Le chef de l’opposition ougandaise, Bobi Wine, s’adresse à M&G depuis son exil aux États-Unis et appelle à des sanctions contre Museveni –

Robert Kyagulanyi, alias « Bobi Wine », leader de la Plateforme pour l'unité nationale.

Le chef de l'opposition ougandaise, Kyagulanyi Ssentamu, a déclaré qu'il avait fui aux États-Unis pour sauver sa vie, mais qu'il finirait par rentrer chez lui pour affronter le gouvernement du président Yoweri Museveni.

S'adressant au Courrier et tuteur de Washington DC, Ssentamu, également connu sous son nom de scène Bobi Wine, a déclaré : « J'ai dû sauver ma vie pour pouvoir parler au monde et plus tard, je retournerai dans mon pays pour que le régime fasse de moi tout ce qu'il veut, sous les yeux du monde. Mon combat est en Ouganda. »

Bobi Wine, membre de la Plateforme d'unité nationale, était l'un des sept candidats de l'opposition qui ont défié Museveni à la présidence le 15 janvier.

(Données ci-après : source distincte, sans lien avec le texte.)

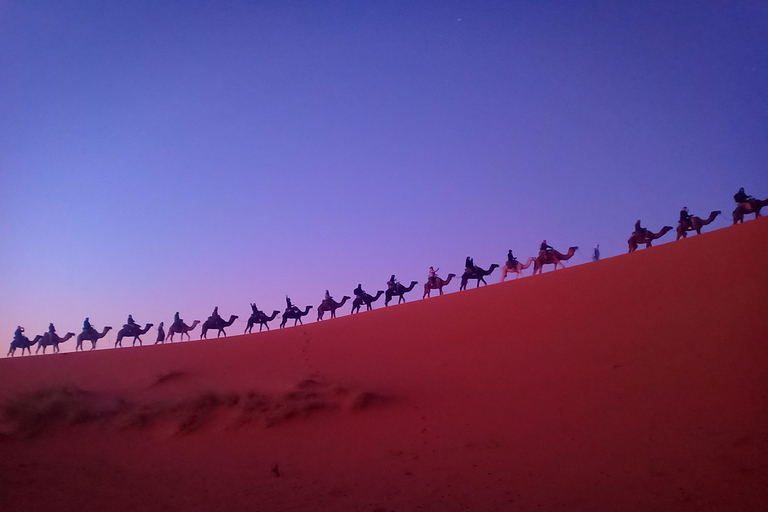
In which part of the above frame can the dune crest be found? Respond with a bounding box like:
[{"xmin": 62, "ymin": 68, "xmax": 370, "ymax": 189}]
[{"xmin": 0, "ymin": 218, "xmax": 768, "ymax": 512}]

Museveni a remporté un septième mandat avec 71,65 % des voix, tandis que Bobi Wine est arrivé deuxième avec 24,72 % lors d'une élection contestée.

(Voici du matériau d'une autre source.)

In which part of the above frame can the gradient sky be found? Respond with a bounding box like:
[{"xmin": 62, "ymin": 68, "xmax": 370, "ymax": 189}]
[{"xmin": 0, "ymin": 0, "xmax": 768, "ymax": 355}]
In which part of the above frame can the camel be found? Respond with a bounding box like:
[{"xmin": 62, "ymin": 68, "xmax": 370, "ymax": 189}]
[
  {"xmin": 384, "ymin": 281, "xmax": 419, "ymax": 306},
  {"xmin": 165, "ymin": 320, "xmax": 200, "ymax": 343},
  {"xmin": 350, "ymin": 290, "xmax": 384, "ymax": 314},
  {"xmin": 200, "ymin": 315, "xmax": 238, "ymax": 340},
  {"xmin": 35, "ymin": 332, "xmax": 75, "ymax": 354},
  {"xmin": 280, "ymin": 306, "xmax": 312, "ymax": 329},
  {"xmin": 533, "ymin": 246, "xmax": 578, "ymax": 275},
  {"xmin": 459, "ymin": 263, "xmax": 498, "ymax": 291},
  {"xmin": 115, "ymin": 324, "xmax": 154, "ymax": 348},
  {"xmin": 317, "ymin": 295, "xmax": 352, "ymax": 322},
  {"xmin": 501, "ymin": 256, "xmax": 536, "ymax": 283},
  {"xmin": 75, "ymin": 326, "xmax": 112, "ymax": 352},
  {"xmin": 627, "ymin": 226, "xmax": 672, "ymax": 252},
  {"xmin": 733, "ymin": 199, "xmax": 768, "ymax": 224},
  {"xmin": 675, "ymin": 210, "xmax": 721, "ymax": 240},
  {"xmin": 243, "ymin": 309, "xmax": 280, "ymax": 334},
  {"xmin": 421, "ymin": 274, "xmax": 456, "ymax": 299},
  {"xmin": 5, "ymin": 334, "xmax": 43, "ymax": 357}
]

Bobi Wine a déclaré que ce n'était pas une élection mais « une opération militaire » qui avait abouti à son assignation à résidence, tandis que sa femme et les membres de sa famille étaient torturés.

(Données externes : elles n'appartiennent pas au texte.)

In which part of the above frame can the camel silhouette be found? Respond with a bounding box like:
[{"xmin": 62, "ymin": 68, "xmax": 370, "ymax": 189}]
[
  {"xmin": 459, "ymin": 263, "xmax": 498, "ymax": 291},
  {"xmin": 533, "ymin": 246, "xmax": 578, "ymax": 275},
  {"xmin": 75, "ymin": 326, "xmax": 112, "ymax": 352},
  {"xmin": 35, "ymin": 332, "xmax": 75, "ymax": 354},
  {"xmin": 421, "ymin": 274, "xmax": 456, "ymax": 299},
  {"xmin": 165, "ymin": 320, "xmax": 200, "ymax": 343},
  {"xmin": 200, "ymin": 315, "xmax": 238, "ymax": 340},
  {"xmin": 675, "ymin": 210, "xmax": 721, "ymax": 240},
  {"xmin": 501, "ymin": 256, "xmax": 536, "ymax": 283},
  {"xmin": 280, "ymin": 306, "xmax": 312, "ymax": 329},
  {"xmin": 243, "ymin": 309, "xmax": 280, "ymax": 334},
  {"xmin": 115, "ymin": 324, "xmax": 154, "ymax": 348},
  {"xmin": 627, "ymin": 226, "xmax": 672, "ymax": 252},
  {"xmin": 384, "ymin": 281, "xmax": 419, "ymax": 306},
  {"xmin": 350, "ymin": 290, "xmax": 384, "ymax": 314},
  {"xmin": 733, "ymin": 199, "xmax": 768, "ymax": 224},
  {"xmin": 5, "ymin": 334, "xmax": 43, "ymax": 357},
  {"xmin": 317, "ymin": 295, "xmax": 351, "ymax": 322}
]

Le général de division Muhoozi Kainerugaba – commandant militaire ougandais et fils du président – ​​​​a utilisé les médias sociaux pour proférer des menaces directes et incendiaires contre Bobi Wine, notamment des menaces de le « décapiter » ou de « castrer » ses associés.

À propos de sa fuite, il a déclaré qu'il avait été aidé par certains membres de l'armée et de la police qui se sentaient également opprimés par l'establishment de Museveni.

« Il y a beaucoup d'hommes et de femmes opprimés en uniforme et ce sont ces gens qui m'ont aidé à m'échapper », a-t-il déclaré. « C'est pourquoi, pour moi, le problème concerne le peuple ougandais contre son oppresseur. »

Aujourd'hui aux Etats-Unis, Bobi Wine appelle à la pression internationale pour obtenir des sanctions contre l'homme fort ougandais.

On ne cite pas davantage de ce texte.